How Do I Roast Cashew Nuts?

The fruit of the cashew tree, widely cultivated throughout the equatorial tropics, is one of the world’s most popular nuts. It is used as an ingredient in savory cooked dishes, as well as other food preparations, but it is most commercially common as a roasted snack. They are relatively expensive due to harvesting conditions and their rather short shelf life. One way to mitigate that cost is to roast cashew nuts at home, an easy process. Raw cashews can be roasted either dry or wet, flavored or unseasoned, in a pan, oven or any other heat source.

Technically, the cashew is not a nut, but the exposed seed of a sweet fruit called a drupe. The cashew nut has more in common with pitted fruits such as peaches and cherries. Mass production of roasted cashews will normally cook the fully encased seed, making its tough outer shell more brittle, easier to break and separate.

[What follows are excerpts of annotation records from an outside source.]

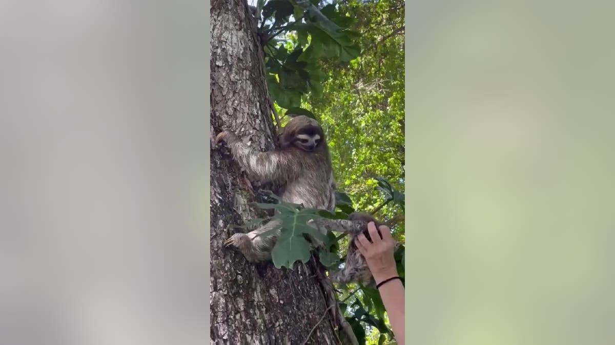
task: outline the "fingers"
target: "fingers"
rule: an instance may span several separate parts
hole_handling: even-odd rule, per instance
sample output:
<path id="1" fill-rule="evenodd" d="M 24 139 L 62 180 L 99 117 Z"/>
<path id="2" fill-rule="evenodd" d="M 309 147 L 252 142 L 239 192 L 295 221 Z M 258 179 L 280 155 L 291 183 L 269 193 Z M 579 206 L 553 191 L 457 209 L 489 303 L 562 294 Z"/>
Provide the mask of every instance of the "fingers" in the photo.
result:
<path id="1" fill-rule="evenodd" d="M 363 250 L 365 250 L 367 248 L 369 248 L 370 246 L 371 245 L 371 244 L 370 243 L 370 241 L 367 239 L 367 238 L 365 237 L 365 235 L 363 234 L 360 234 L 359 236 L 357 236 L 357 239 L 361 244 L 361 245 L 363 246 Z"/>
<path id="2" fill-rule="evenodd" d="M 363 238 L 365 238 L 365 235 L 363 235 L 363 234 L 361 234 L 360 236 L 362 236 Z M 365 238 L 365 240 L 367 241 L 367 239 Z M 365 254 L 367 253 L 367 250 L 365 249 L 365 247 L 363 246 L 363 244 L 361 244 L 361 242 L 359 240 L 358 236 L 357 238 L 354 239 L 354 244 L 357 246 L 357 249 L 359 249 L 359 253 L 361 253 L 363 255 L 365 255 Z"/>
<path id="3" fill-rule="evenodd" d="M 376 224 L 373 222 L 370 222 L 367 223 L 367 231 L 370 233 L 372 243 L 375 244 L 382 241 L 382 238 L 378 235 L 378 230 L 376 228 Z"/>

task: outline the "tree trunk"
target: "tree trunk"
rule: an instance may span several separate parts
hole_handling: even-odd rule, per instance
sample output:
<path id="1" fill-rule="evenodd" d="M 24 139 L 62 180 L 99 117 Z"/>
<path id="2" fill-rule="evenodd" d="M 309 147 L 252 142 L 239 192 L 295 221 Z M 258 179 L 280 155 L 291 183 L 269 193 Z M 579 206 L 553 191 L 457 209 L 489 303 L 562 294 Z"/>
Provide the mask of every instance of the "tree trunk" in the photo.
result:
<path id="1" fill-rule="evenodd" d="M 261 150 L 274 147 L 263 57 L 248 15 L 245 0 L 212 1 L 212 343 L 339 344 L 339 308 L 314 259 L 277 269 L 223 246 L 237 231 L 229 225 L 257 216 L 247 205 L 250 182 L 213 139 L 228 129 Z"/>

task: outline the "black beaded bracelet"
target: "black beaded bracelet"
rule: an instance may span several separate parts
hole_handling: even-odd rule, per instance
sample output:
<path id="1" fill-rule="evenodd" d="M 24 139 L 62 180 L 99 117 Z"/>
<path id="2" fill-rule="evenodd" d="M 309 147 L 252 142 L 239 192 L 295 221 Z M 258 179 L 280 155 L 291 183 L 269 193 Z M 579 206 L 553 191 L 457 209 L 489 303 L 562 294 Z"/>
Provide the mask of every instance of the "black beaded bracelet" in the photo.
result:
<path id="1" fill-rule="evenodd" d="M 402 280 L 402 277 L 399 277 L 399 276 L 398 277 L 393 277 L 392 278 L 389 278 L 388 279 L 387 279 L 386 281 L 383 281 L 380 282 L 379 284 L 378 284 L 378 285 L 376 285 L 376 289 L 379 289 L 381 286 L 382 286 L 382 285 L 383 284 L 384 284 L 384 283 L 386 283 L 387 282 L 390 282 L 391 281 L 392 281 L 393 279 L 399 279 L 400 281 L 401 281 Z M 372 285 L 372 286 L 373 286 L 373 285 Z"/>

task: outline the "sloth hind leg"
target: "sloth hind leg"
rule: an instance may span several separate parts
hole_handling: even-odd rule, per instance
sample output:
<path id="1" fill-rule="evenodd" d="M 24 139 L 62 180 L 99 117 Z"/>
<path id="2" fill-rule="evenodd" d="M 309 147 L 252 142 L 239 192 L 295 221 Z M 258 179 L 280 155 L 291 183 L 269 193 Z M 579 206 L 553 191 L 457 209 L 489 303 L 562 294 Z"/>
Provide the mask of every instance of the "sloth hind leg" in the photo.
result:
<path id="1" fill-rule="evenodd" d="M 279 221 L 272 220 L 248 233 L 234 234 L 224 245 L 236 247 L 250 262 L 267 261 L 271 258 L 271 249 L 280 234 L 279 230 L 274 230 L 279 226 Z"/>

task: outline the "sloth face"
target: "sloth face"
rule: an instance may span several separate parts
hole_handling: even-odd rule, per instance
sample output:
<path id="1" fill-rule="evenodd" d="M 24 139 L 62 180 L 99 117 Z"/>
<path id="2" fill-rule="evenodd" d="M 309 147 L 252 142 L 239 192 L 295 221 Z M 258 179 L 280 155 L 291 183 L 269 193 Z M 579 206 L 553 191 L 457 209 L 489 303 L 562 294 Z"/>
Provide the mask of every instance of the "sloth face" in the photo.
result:
<path id="1" fill-rule="evenodd" d="M 320 136 L 317 133 L 302 133 L 297 134 L 295 145 L 306 151 L 312 151 L 320 143 Z"/>

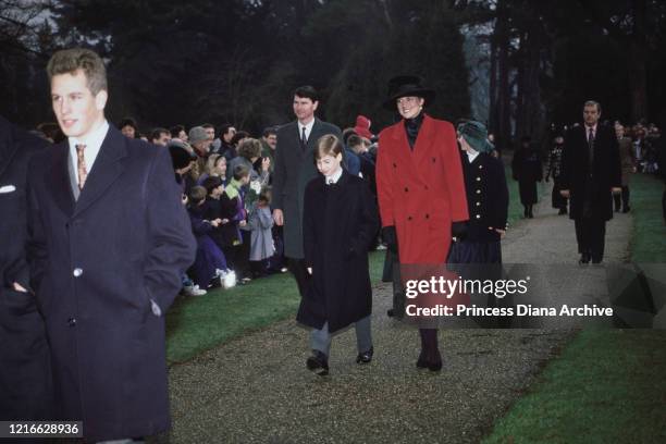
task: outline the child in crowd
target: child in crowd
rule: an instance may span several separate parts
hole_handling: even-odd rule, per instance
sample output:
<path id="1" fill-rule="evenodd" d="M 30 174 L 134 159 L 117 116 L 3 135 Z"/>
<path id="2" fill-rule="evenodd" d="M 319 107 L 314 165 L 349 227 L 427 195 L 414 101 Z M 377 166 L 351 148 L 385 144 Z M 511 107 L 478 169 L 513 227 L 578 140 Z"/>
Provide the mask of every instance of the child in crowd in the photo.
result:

The term dry roast cashew nuts is also somewhat of a misnomer. A wet roast adds additional oils such as butter or a frying liquid to the cooking process. Dry-roasting does not; raw cashews are scattered on a simple pan and placed over the heat of a stove or exposed to the heat of an oven. Heat releases cashew’s natural oils and it therefore cooks in its own wet medium. The addition of evaporative aids such as the circulating air of convection ovens is primarily to control the propensity of oils to burn.

Roast cashew nuts are delicious on their own, but to accommodate personal tastes, they are often flavored. Basic enhancement includes salt and/or sugar, best sprinkled after roasting. Sugar, melted to a syrup or made into a caramel with the additional fat of milk, can coat the raw cashew prior to roasting. Other common flavorings are typically extensions of the two basic tastes, and can include pungent wasabi powder or a covering of chocolate.

A few additional points should be added if considering to roast cashew nuts at home. Immature raw, still green nuts contain a corrosive and toxic compound called urushiol. Proper roasting will destroy and inactivate it, but droplets of it can suspend in smoke and water vapor. On rare occasions it can irritate the lungs and cause a severe allergic reaction if inhaled. When roasting nuts in general, cashews do burn easily and must be tossed, stirred and monitored well during the roasting process.